Sunday, April 08, 2007

Is There A Classroom In My Future...?

Stephen Downes is an amazing guy. He works for the National Research Council (NRC) in Moncton, New Brunswick where he specializes in online learning, content syndication, and new media. He also produces the OLDaily newsletter (subscribe TODAY!), and has several blogs including "Half An Hour" where he writes about various educational and technology topics. If you are an educator, you MUST consider Stephen's writings as required reading. His insights and opinions are thought-provoking and provide clarity in what has become a very complex field.

In one of his recent posts, "To The School Or Classroom 2.0 Advocates", he makes the point that:

"technology allows us to change our approach to education, from one where we segregate learners in specially designed education facilities (classrooms, training rooms, schools, universities) to one where learning is something we do (and what educators provide) in the course of any other activity.

The idea is that 'School 2.0' is the first step toward being non-school, and that our objective should be to use technologies to leverage our ability to personalize learning, and in so doing, facilitate students' learning while taking part as full citizens in the wider community."

This really struck a chord with my own beliefs of the future of adult education (although I will concede that this could apply to K-12 as well). What I think Stephen is describing is personal Learning environments of PLEs, an individualized and customized approach to learning that I think is the future of adult education and our role as educators. PLES will provide learners with greater opportunities for learning success as they will permit learners to learn within an environment that will maximize their learning as it will best suit how and what learners learn.

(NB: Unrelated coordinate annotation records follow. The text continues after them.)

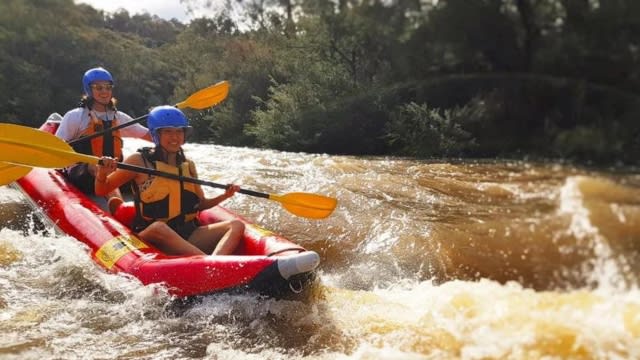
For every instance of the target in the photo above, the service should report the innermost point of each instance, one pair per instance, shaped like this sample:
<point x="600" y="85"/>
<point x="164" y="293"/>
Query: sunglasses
<point x="100" y="87"/>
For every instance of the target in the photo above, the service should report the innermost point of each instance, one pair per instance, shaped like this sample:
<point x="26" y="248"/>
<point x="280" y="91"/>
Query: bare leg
<point x="113" y="193"/>
<point x="168" y="241"/>
<point x="221" y="238"/>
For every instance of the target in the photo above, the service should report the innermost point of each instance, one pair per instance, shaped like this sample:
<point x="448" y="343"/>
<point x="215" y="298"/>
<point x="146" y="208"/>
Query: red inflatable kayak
<point x="264" y="262"/>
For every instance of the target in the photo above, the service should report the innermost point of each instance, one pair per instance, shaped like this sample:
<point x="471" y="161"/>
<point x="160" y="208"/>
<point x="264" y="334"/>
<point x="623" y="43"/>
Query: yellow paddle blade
<point x="23" y="145"/>
<point x="307" y="205"/>
<point x="10" y="173"/>
<point x="206" y="97"/>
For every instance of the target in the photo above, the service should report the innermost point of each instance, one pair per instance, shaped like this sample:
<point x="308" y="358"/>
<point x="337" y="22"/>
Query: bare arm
<point x="109" y="178"/>
<point x="206" y="203"/>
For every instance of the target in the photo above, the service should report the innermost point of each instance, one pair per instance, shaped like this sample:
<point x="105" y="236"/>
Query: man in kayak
<point x="96" y="112"/>
<point x="166" y="209"/>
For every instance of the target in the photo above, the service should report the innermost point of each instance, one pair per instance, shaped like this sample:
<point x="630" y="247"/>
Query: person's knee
<point x="237" y="226"/>
<point x="156" y="228"/>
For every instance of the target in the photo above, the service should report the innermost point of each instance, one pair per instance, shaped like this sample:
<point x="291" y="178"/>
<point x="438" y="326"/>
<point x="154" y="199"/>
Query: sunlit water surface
<point x="421" y="260"/>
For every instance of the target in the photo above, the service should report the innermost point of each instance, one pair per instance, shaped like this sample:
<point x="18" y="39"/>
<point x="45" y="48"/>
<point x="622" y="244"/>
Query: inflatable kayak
<point x="264" y="262"/>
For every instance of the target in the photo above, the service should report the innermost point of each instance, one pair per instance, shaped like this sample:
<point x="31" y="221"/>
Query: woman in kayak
<point x="96" y="111"/>
<point x="166" y="209"/>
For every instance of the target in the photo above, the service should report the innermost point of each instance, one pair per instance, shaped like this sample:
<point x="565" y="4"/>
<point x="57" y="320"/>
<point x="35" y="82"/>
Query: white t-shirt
<point x="76" y="121"/>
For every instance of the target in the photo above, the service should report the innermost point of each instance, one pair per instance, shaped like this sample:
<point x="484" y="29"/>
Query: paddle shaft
<point x="100" y="133"/>
<point x="186" y="179"/>
<point x="206" y="97"/>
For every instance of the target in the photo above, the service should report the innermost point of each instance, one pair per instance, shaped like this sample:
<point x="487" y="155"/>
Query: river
<point x="420" y="260"/>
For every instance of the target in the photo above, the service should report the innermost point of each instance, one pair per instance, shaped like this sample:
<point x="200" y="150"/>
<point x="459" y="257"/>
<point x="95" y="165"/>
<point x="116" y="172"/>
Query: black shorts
<point x="185" y="230"/>
<point x="81" y="178"/>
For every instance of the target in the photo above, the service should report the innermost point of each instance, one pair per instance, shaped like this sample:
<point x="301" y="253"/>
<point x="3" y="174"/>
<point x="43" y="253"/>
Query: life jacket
<point x="109" y="144"/>
<point x="171" y="201"/>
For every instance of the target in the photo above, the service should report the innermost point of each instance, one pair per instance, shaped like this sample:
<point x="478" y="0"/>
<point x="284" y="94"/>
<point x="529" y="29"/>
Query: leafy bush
<point x="417" y="130"/>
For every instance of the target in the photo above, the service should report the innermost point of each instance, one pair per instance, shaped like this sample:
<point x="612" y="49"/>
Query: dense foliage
<point x="479" y="78"/>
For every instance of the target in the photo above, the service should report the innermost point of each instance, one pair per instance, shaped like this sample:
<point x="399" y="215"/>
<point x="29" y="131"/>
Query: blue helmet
<point x="93" y="75"/>
<point x="166" y="116"/>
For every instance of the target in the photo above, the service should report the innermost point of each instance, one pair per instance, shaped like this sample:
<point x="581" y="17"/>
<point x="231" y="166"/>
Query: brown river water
<point x="421" y="260"/>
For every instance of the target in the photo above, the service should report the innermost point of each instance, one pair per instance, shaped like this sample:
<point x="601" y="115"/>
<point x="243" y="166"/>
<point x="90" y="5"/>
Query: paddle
<point x="30" y="147"/>
<point x="201" y="99"/>
<point x="9" y="172"/>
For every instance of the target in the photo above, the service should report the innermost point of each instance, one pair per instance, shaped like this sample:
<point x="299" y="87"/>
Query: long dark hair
<point x="158" y="154"/>
<point x="87" y="101"/>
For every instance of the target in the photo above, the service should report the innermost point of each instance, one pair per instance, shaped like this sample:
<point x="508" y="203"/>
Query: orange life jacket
<point x="167" y="200"/>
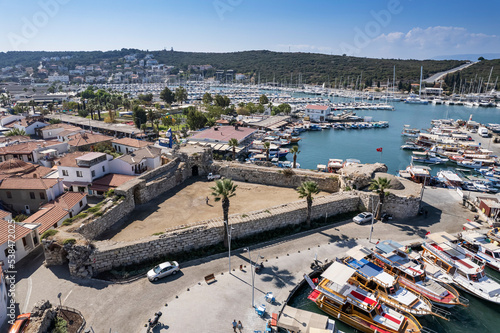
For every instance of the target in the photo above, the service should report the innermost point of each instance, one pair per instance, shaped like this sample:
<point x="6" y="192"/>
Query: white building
<point x="317" y="112"/>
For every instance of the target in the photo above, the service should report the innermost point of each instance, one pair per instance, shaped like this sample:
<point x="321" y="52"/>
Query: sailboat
<point x="413" y="99"/>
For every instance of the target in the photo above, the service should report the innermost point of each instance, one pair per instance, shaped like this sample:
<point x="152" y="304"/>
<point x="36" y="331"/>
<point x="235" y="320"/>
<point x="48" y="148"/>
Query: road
<point x="439" y="75"/>
<point x="194" y="306"/>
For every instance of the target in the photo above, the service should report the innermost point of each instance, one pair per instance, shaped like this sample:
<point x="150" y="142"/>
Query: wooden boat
<point x="477" y="244"/>
<point x="398" y="260"/>
<point x="341" y="297"/>
<point x="447" y="262"/>
<point x="373" y="278"/>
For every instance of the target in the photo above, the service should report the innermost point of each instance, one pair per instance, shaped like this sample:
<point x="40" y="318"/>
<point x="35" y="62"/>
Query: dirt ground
<point x="187" y="204"/>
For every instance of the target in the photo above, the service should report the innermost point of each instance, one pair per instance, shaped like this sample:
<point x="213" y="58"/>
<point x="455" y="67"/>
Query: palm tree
<point x="233" y="143"/>
<point x="295" y="150"/>
<point x="379" y="186"/>
<point x="306" y="190"/>
<point x="267" y="145"/>
<point x="222" y="191"/>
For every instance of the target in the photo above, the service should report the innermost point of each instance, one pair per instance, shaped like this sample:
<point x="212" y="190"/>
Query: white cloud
<point x="432" y="41"/>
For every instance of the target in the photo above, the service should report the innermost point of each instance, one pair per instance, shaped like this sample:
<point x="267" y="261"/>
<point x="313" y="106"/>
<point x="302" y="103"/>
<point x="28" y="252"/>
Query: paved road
<point x="439" y="75"/>
<point x="126" y="307"/>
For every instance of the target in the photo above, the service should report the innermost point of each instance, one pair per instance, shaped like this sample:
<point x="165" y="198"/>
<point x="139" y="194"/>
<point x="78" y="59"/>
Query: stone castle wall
<point x="275" y="176"/>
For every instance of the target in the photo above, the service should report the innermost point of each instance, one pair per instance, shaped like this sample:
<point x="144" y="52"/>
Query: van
<point x="483" y="131"/>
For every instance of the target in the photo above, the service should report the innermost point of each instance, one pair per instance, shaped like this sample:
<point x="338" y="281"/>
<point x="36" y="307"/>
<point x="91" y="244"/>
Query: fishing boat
<point x="340" y="297"/>
<point x="427" y="157"/>
<point x="447" y="262"/>
<point x="373" y="279"/>
<point x="477" y="244"/>
<point x="399" y="260"/>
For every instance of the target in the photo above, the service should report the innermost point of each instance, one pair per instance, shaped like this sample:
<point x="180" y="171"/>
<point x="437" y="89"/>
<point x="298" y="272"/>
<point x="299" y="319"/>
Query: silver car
<point x="162" y="270"/>
<point x="363" y="218"/>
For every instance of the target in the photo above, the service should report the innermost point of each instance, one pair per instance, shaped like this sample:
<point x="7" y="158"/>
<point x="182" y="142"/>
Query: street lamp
<point x="229" y="229"/>
<point x="252" y="271"/>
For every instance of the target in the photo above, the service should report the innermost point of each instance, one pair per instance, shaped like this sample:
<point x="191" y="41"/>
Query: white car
<point x="363" y="218"/>
<point x="162" y="270"/>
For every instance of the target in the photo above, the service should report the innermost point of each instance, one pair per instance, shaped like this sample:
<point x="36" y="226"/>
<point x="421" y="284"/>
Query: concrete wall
<point x="107" y="256"/>
<point x="275" y="176"/>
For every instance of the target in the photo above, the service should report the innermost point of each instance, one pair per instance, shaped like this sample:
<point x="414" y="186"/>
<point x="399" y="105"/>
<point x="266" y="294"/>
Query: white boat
<point x="477" y="244"/>
<point x="447" y="262"/>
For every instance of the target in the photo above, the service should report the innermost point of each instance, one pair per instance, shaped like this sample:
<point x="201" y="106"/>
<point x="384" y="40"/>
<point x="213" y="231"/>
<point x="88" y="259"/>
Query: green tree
<point x="233" y="143"/>
<point x="267" y="146"/>
<point x="306" y="190"/>
<point x="207" y="98"/>
<point x="167" y="96"/>
<point x="180" y="94"/>
<point x="222" y="191"/>
<point x="295" y="150"/>
<point x="263" y="99"/>
<point x="379" y="186"/>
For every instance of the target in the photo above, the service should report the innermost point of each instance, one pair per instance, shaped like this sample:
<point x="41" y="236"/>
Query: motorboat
<point x="374" y="279"/>
<point x="401" y="261"/>
<point x="339" y="296"/>
<point x="477" y="244"/>
<point x="447" y="262"/>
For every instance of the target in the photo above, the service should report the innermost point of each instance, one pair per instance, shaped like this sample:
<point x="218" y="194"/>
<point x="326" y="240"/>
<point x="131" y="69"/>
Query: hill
<point x="314" y="68"/>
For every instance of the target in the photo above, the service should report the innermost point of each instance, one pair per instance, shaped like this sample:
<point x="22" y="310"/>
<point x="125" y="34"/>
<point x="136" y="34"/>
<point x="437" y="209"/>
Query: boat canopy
<point x="441" y="237"/>
<point x="338" y="273"/>
<point x="358" y="252"/>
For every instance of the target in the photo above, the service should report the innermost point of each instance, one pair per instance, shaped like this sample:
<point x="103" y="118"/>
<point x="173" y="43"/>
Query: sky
<point x="406" y="29"/>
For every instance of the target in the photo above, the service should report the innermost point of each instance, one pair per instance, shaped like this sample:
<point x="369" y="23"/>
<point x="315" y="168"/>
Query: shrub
<point x="69" y="241"/>
<point x="48" y="233"/>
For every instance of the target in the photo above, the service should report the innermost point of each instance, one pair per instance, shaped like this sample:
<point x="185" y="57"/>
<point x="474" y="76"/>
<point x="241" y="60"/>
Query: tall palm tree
<point x="379" y="186"/>
<point x="233" y="143"/>
<point x="295" y="150"/>
<point x="222" y="191"/>
<point x="306" y="190"/>
<point x="267" y="145"/>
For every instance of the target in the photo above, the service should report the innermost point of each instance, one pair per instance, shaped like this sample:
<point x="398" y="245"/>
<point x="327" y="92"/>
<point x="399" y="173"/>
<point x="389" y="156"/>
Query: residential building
<point x="26" y="195"/>
<point x="137" y="162"/>
<point x="79" y="169"/>
<point x="26" y="238"/>
<point x="317" y="112"/>
<point x="126" y="145"/>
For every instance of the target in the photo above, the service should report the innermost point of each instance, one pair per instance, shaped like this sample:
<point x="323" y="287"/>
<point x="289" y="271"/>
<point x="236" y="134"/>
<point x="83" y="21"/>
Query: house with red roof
<point x="317" y="112"/>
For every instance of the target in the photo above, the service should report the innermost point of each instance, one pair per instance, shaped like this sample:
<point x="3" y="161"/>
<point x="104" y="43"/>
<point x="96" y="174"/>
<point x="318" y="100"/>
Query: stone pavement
<point x="126" y="307"/>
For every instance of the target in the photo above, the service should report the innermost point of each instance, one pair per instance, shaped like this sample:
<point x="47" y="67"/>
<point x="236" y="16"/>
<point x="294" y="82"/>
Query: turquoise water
<point x="479" y="316"/>
<point x="317" y="147"/>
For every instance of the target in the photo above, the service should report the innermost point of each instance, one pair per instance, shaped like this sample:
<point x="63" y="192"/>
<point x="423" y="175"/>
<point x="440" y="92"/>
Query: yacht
<point x="339" y="296"/>
<point x="447" y="262"/>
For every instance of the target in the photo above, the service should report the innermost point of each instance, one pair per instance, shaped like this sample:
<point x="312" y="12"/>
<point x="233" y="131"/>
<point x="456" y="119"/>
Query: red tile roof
<point x="223" y="134"/>
<point x="317" y="107"/>
<point x="132" y="142"/>
<point x="83" y="139"/>
<point x="19" y="231"/>
<point x="28" y="183"/>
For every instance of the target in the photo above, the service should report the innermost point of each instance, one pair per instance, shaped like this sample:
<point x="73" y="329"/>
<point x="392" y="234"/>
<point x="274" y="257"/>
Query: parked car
<point x="162" y="270"/>
<point x="363" y="218"/>
<point x="21" y="323"/>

Stephen goes on in his post to talk about the future of schools and classrooms - schools and classrooms are a creation of the industrial age. This makes a lot of sense to me - schools and classrooms are really just another type of factory - the product is knowledge (and hopefully learning, but this isn't always the case). So what are the implications for me as an adult educator? I think that the main one is that I need to be ready and able to help learners create their PLES and as we move more and more towards "Education Without Boundaries" (one of the key tenets of my college's strategic plan), I have to be more adept at existing in traditional classrooms, blended deliveries, online learning and learning environments not yet thought of. Don't get invested or stuck to the delivery location or method - be dedicated to the learning.

Stephen makes another point that struck home for me:

"Educators need to realize that today's students are exposed to much more television, online communication, and other electronic communication, than they are to traditional classroom instruction. School, even as it is, makes up only a small percentage of their learning. It plays virtually no role in values formation, culture and self-identification, language learning and art. If school provides any learning of science, mathematics, geography and history, it is only because the students' cultural environment is almost completely bereft of those subjects. Their performance in those subjects - and especially the latter two - shows just how abject their learning has become."

Boy does this explain a lot about my learners when they first come to the College. We need to find ways to bridge the gaps that learners have as a result of their school experiences. Stephen suggests offering students limited full-time employment while still in school. Hmmm...

Amazing stuff Stephen, thanks for sharing with us.